If the function $f\left(x\right)=x^3-6x^2+ax+b$ satisfies Rolle's theorem in the interval $\left[1,3\right]$ and $f\text{'}\left[\frac{\left(2\sqrt{3}+1\right)}{\sqrt{3}}\right]=0$, then:

• A. $a=-11$
• B. $a=-6$
• C. $a=6$
• D. $a=11$

Answer 1

The correct option is D

$a=11$

Explanation for correct option:

Rolle's Theorem:

Given function, $f\left(x\right)=x^3-6x^2+ax+b$

According to Rolle's theorem, if a function $f$ is continuous on the closed interval $\left[a,b\right]$ and differentiable on the open interval $\left(a,b\right)$ such that $f\left(a\right)=f\left(b\right)$, then $f\text{'}\left(x\right)=0$ for some $x$ with $a\le x\le b$.

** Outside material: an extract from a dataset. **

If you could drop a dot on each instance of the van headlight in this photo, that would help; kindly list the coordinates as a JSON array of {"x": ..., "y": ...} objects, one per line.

So, upon differentiating the given function, we get,

$f\text{'}\left(x\right)=3x^2-12x+a$

Now, as it is given that the function satisfies the Rolle's theorem, so, $f\text{'}\left(c\right)=0$

$\Rightarrow f\text{'}\left(\frac{2\sqrt{3}+1}{\sqrt{3}}\right)=0$

We can replace this in $f\text{'}\left(x\right)=3x^2-12x+a$,

$$\begin{gathered} \Rightarrow 0=3{\left(2+\frac{1}{\sqrt{3}}\right)}^2-12\left(2+\frac{1}{\sqrt{3}}\right)+a \\ \Rightarrow 0=3\left(4+\frac{1}{3}+\frac{4}{\sqrt{3}}\right)-24-\frac{12}{\sqrt{3}}+a \\ \Rightarrow 0=12+1+\cancel{4\sqrt{3}}-24-\cancel{4\sqrt{3}}+a \\ \Rightarrow 0=-11+a \\ \Rightarrow a=11 \end{gathered}$$

Therefore, option (D) is the correct answer.